There’s something in this week’s readings for every person in every situation:
For those who are having a rough time: Job said, “is not life on earth a drudgery”
For the worker who feel’s underpaid: “I’m a slave who longs for my wages”
For those who like Job can’t sleep: “I am filled with restlessness until dawn”
For those who are suffering “Praise the Lord who heals the brokenhearted”
For those who do evil: “The wicked the Lord will cast to the ground”
To those who feel weak St Paul says “To the weak I became weak, to win over the weak”
To those who are sick remember Jesus healing Peter’s mother-in-law: “He approached, grasped her hand, and helped her up. Then the fever left her and she waited on them.”
To all who need encouragement in prayer “Jesus, rising very early before dawn, went off to a deserted place, where he prayed.”
I would happily have used my homily this weekend to develop any of these great starters, but I felt the Lord nudging me to heed the challenge of the second reading in which St. Paul writes to the Corinthians: “Preaching the gospel is an obligation has been imposed on me, and woe to me if I do not preach it!”
the expectations of the people
As I ponder this passage I’m very aware that I have only a few weeks before I leave the Hurunui after six years. Naturally these last days among the Hurunui people are filled with reflections and memories. I began a recent homily saying (and take a moment to complete this sentence yourselves): “The expectations that parishioners have of their priest are far too . . .”

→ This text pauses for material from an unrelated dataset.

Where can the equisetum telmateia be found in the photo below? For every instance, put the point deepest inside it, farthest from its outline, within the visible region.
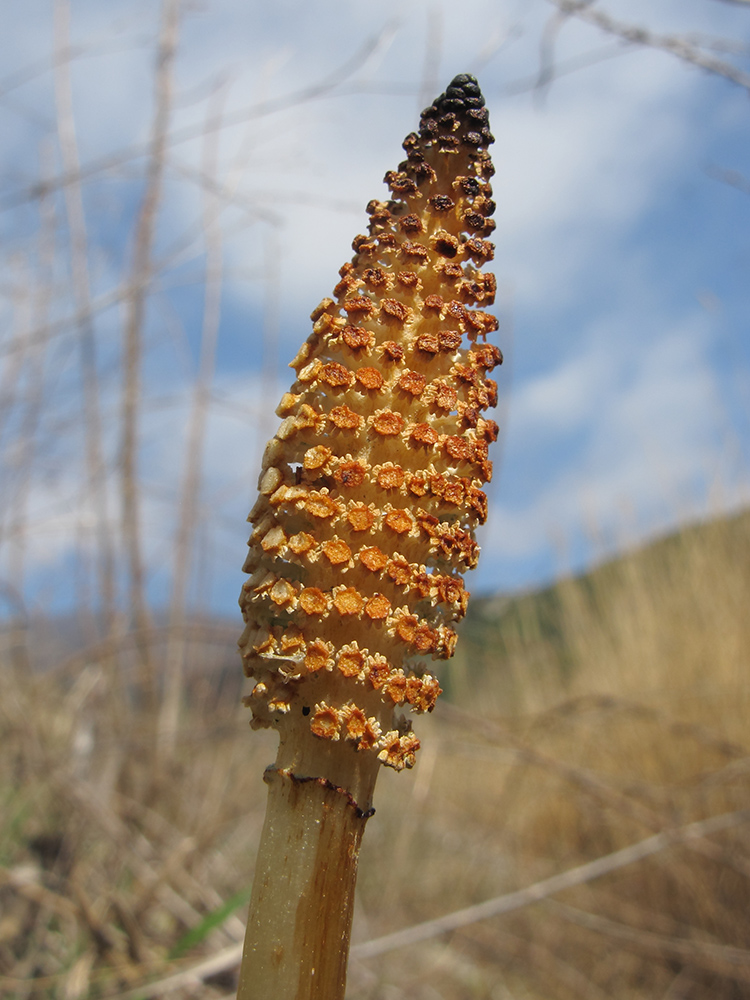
(370, 494)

I wonder what word you used to complete the sentence. When I paused at that point in the homily almost everyone in the church completed the sentence with the word “high”.
The word I then placed in the blank was the word “low.” … the expectations that parishioners have of their priest are far too LOW.
Let me explain.
People expect their priest to be friendly and outgoing company, give a brief homily preferably with a joke or two, bring Easter eggs for the children at Easter, beer for the workers at the working bee, respond without question to requests for baptisms funerals and weddings, and celebrate Sunday Mass in less than an hour.
According to St. Paul (who is repeating the explicit instruction of Jesus) if this is all the priest does in his time in a parish, then he should be living in fear of the final judgement. He should be preparing for “woe”.
Parishioners must challenge their priest to preach the gospel, not only in words but in every action and encounter. If a priest simply gives a feel-good humanist message in a Sunday homily, the parishioners are denied an opportunity to hear the gospel.
This message is not only for the priest who preaches but for every parish, every school, every diocese, every chaplaincy and every Christian every day and in every encounter.
the reduction of faith
One of the challenges the Christian church has is the prevailing secular environment. While living with opposition has always been the reality for Christians who strive to follow Jesus Christ fully, the difference now is that those who oppose the teaching of Jesus usually have no appreciation of transcendent and divine life themselves. The Romans persecuted Christians but they believed in their own transcendent Gods. Catholics and Protestants persecuted each other feeling justified by their own limited understandings of a transcendent God. However today those who oppose Christians usually reject any idea of a transcendent God and deny any form of eternal life with God. For this new secular mentality the years we spend on earth is all there is.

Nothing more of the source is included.